Forum Moderators: phranque

Message Too Old, No Replies

problem rewriting Googlebot to HTML mirror page for flash site

         

Jijwilhosting

12:02 pm on Apr 13, 2010 (gmt 0)

10+ Year Member



Hi,

I need to create an HTML mirrored version of a Flash site, in order to improve its SERP ranking. The HTML page(s) will only restructure the content that is already present in the Flash site, so no black hatting is involved here.

I've been experimenting with various RewriteCond and RewriteRule directives, but to no avail. Here's what I currently have:

RewriteEngine On
RewriteBase /

RewriteCond %{HTTP_USER_AGENT} .*Googlebot.*
RewriteCond %{QUERY_STRING} !.*spider_delegate.php.*
RewriteRule ^(.*)$ spider_delegate.php?url=$1


The back-reference $1 always contains the script's own filename, rather than what I'm expecting, namely the actual REQUEST_URI of the original request. The Flash pages are obtainable through URLs formatted like so: http://www.example.com/#/projects . I want to provide HTML content at the same place for Google, but the rest of the world would see the Flash site.

It would be greatly appreciated if anybody could point me in the right direction, because I'm stumped!

Thanks, Ro

jdMorgan

1:48 pm on Apr 13, 2010 (gmt 0)

WebmasterWorld Senior Member 10+ Year Member



Looks like you checked the wrong variable in your second RewriteCond. You likely want to check $1 itself or %{REQUEST_URI} for loop-prevention (to prevent spider_delegate.php from being rewritten to itself recursively, as it is doing now).
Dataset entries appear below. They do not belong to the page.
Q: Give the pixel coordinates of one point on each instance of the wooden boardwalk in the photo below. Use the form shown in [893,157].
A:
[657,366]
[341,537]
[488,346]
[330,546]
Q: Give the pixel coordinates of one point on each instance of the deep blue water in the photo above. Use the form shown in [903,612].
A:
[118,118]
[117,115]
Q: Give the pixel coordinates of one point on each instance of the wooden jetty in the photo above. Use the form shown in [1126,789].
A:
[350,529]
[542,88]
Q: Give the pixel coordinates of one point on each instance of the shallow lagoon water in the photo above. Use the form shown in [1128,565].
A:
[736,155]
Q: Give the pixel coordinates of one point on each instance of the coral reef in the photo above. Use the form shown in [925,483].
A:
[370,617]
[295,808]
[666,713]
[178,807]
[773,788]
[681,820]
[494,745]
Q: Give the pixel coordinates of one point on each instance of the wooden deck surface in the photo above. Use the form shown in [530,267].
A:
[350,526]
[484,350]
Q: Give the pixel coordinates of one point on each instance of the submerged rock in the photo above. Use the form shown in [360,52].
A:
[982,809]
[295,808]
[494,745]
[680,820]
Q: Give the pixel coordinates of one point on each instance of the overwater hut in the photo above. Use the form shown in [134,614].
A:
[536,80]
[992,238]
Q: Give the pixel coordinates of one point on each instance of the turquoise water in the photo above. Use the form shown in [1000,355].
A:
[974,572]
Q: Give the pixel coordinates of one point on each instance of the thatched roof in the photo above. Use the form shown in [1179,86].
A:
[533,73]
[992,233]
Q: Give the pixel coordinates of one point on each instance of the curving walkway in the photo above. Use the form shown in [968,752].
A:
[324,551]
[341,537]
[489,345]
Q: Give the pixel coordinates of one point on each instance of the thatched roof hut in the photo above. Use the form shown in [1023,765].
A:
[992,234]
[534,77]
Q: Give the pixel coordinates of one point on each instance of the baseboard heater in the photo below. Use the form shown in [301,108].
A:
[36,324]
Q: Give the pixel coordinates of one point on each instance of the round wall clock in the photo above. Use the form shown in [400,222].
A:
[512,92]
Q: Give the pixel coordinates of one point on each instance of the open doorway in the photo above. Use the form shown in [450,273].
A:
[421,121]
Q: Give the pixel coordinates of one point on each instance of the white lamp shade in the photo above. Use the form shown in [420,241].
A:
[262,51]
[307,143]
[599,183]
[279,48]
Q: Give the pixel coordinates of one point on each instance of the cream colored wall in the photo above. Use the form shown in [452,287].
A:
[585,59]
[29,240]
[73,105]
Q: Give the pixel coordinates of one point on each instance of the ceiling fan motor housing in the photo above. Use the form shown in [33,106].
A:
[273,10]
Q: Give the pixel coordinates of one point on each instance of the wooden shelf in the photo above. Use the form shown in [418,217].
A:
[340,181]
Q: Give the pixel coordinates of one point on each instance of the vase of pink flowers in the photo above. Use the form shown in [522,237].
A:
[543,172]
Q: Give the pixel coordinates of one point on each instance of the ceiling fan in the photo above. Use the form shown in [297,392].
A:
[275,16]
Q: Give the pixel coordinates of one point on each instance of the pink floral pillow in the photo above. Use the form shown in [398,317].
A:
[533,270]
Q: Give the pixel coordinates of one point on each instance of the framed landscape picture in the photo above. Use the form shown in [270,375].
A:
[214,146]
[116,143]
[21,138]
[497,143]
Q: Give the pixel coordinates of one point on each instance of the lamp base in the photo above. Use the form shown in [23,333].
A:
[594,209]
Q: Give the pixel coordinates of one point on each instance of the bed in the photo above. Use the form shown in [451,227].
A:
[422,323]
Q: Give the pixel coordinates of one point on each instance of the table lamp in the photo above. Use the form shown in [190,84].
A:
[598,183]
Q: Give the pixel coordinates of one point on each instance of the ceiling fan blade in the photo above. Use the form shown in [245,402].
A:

The two methods are identical in this case, except for the presence of a leading slash on the value in %{REQUEST_URI}.

You may wish validate gBots first (as shown in second code snippet below) before doing this rewrite.

RewriteCond %{HTTP_USER_AGENT} Googlebot/
RewriteCond $1 !^spider_delegate\.php$
RewriteRule ^(.*)$ /spider_delegate.php?url=$1 [L]

Note that it is not necessary to put ".*" at the start of a pattern if that pattern is not start-anchored with a "^" and it is similarly unnecessary to put ".*" at the end of a pattern if that pattern is not end-anchored with a "$". See the regular-expressions tutorial cited in our Apache Forum Charter.

Literal periods (and other reserved characters) in regex patterns should be escaped with a "\" as shown.

Neither RewriteRule patterns nor RewriteConds examining %{REQUEST_URI} will "see" query strings; These are data appended to the URL, and not considered part of the URL itself when handled by mod_rewrite.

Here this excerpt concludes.